Breaching Confidentiality Of Informants
Confidentiality is key to police intelligence gathering, especially in our part of the world. The police are unable to gather critical intelligence tidbits sufficiently enough to prosecute their operations because many people do not have confidence that their identities would be kept secret.
Informants have come under fatal attacks because the police have not handled their confidentialities well.
Many Ghanaians would rather shut up when they have clearly seen a crime committed, the reason being that they would not want to be seen as sources of leakages.
The need therefore for us as a people to be supportive of the police cannot be overemphasized. Most criminals would find it difficult to operate if the people in the neighbourhoods in which they reside would be supportive of the police by reporting such suspected miscreants to them. Unfortunately, the 'mind your own business' mantra appears to have taken sway in our communities much to the detriment of efficient law enforcement in the country.
In the aftermath of the gruesome murder of Major Maxwell Mahama Adam, we have observed a major breach of confidentiality by a police officer which we must expose and condemn so such anomalies would be curtailed.
Following the fleeing of Denkyira-Oboase in the Upper Denkyira segment of the Central Region by the residents, one of the suspected murderers of the army officer reportedly pitched camp in his girlfriend's abode at Dominase near Kasoa, in the same region.
The girlfriend whose effort led to the arrest of her boyfriend must have regretted her action. A police officer at the village perhaps out of excitement, has mentioned loudly how the suspect was arrested thereby exposing the woman.
The life of this lady is definitely in danger because the relations of the suspect would target her for causing his arrest; in fact, she could be killed.
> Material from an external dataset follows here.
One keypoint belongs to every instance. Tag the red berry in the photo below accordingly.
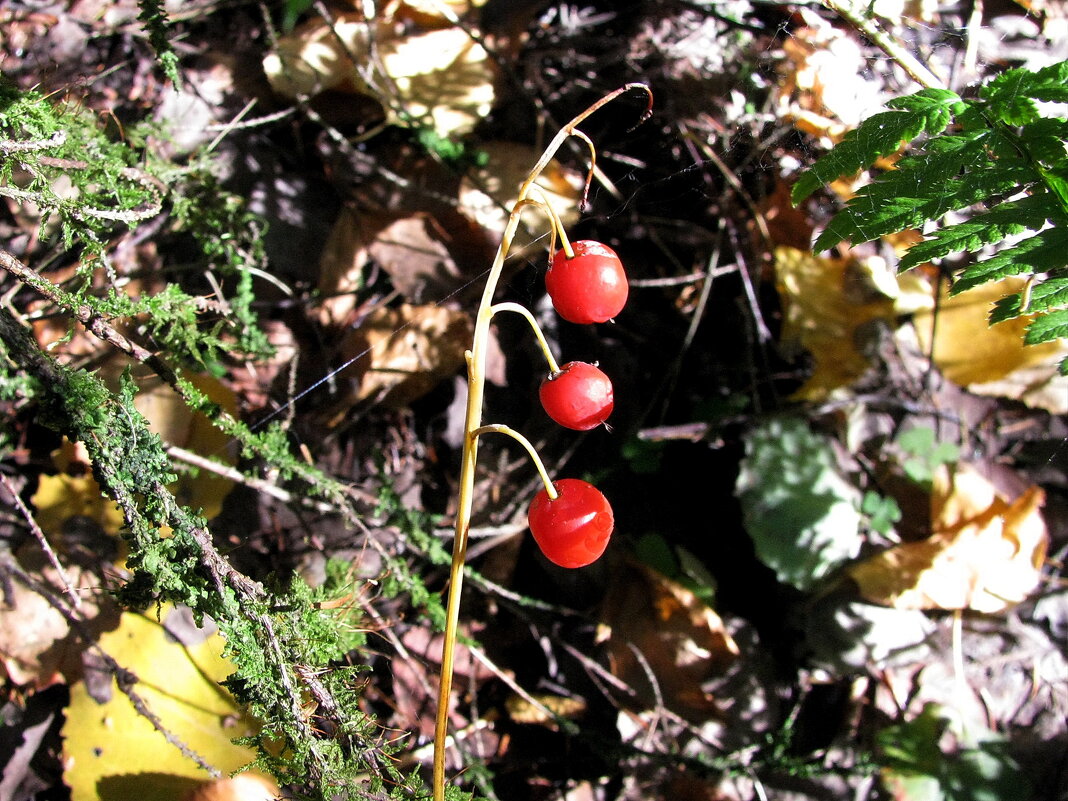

The ripple effect of this is that many more would out of fear for their lives, withhold information necessary for investigations and law enforcement because they do not trust the police.
Under such circumstances therefore all of us, not the police only, are the losers. It is our take therefore that the police officer who caused the identity of the informant to hit the public domain should be sanctioned.
It would not be out of place to remind police officers, especially the fresh ones from the training schools, to appreciate the importance of keeping the identities of informants secret. Anything short of this would affect dismally the work of the police and we members of the public would be at the mercy of criminals. This we must guard against by all means possible.
The importance of informants cannot be overlooked in any given society, including ours.
It is the duty of all Ghanaians to cooperate with the police to fight crime but when such cooperation can lead to fatal consequences, then many would remain indifferent; and that should not be the case.